Sunday, January 28, 2007

Purgatory Not Anglican

An excerpt from my sermon on Purgatory today:

But how did some Anglicans start to believe in it, even though the Anglican Church flatly denies it? It seems to have started with John Henry Newman in the 1800’s. He explained that Purgatory was not the place of hellish suffering, so typically believed by Roman Catholics, but rather more like the Eastern view – a place where the purging away of sin was more like a healing process than a suffering process. It was similar to the idea of Purgatory in Dante’s Divine Comedy. This is also the idea of Purgatory that C. S. Lewis wound up holding. Now, notice this: since Newman’s idea was of a different kind of Purgatory than that of the Roman Church, he did not think that he was contradicting the Articles of the Church of England, for Article XXII states: "The Romish Doctrine concerning Purgatory, … is a fond thing, vainly invented, and grounded upon no warranty of Scripture, but rather repugnant to the Word of God." (emphasis mine) Since Newman’s idea was not technically the "Romish" idea, then it was all right.
But here’s the problem with this kind of thing. The objection of the Reformers to Purgatory was not merely against the kind of Purgatory of the Romish Church. It was against any idea of an intermediate place for purging at all.
Here’s what the Second Book of Homilies says about it: “…as the Scripture teacheth vs, let vs thinke that the soule of man passing out of the body, goeth straight wayes either to heauen, or else to hell, whereof the one needeth no prayer, and the other is without redemption. The only Purgatory wherein we must trust to be saued, is the death and bloud of Christ, which if we apprehend with a true and stedfast faith, it purgeth and cleanseth vs from all our sinnes (1 John 1.7), euen as well as if hee were now hanging vpon the Crosse.”
Thus we learn that the concern of the Reformers of our Church was not the kind of intermediate state called Purgatory but that there would be any intermediate purgation at all. By “The Romish doctrine,” they meant Purgatory as taught in that Church at that time as an intermediate place of purgation. It is not a reference to the particular type of purgation suffered in such a place. It is therefore wrong for Anglicans, such as Newman or Lewis, to try to get around the XXII Article by arguing that the Reformers did not mean to exclude any kind of intermediate purgation at all.

2 comments:

Michael said...

A technical point, first of all, sir: I would have to call you on your use of the term "Anglican", which simply refers to the church in England, and was used much earlier than the English Reformation. The Anglican Church has a heritage much broader and deeper than the sixteenth century.

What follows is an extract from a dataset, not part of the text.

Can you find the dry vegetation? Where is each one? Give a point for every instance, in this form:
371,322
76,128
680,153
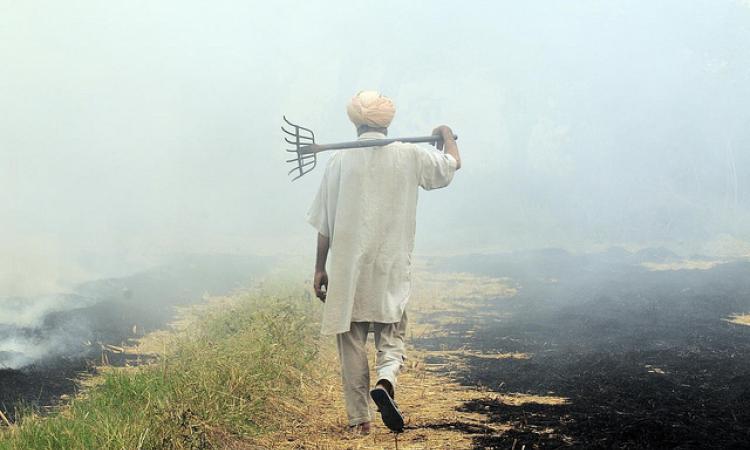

More importantly: even the Articles themselves would tell you that ultimate authority for the Church of England is Holy Scripture - not the Articles of Religion! And, the broad consensus of the Anglican reformers is that Scripture is interpreted by the consensus of the early fathers and councils. There is a source that sixteenth century sources, such as the homilies, are evaluated on the basis of, and they stand as an ultimate judge. If the Reformation can say that many centuries of dogma were wrong, how can we then set up every single Reformed position as somehow infallible.

I'm not saying whether there is a purgatory or not, or whether belief in such can be reconciled to the reformed Anglican position, but I am forced to question your logic (with all respect, of course!)

Rev. Beckmann said...

Michael:

Thank you for your comments. First of all, I am aware of the fact that the term Anglican is not limited to the post-16th century Church of England. In fact, I once had another person complain to me that I called Stephen Langton an Anglican in another of my posts.

My use of the Articles of Religion or the Homilies is not to set them up as the basis of faith and practice, but as a reference to how the Church of England has interpreted Scripture. It is true that the Reformers of the Anglican Church referred to the Church Fathers. I understand the result of their study of Scripture and the Fathers to be published in the Articles. The Homilies were authorised as an interpretation of that system of doctrine found in the Articles. I am not moving away from a sola Scriptura position.

As for the post in question, my point is that the Reformers of the Church of England have expressed their understanding of Scripture regarding Purgatory in the Articles and Homilies, not to mention elsewhere. Their interpretation is consistent with all the Reformed Churches. It is simply observation of historical fact in an attempt to better understand where the Anglican Church has stood on the issue in contradiction to those who would have us believe otherwise.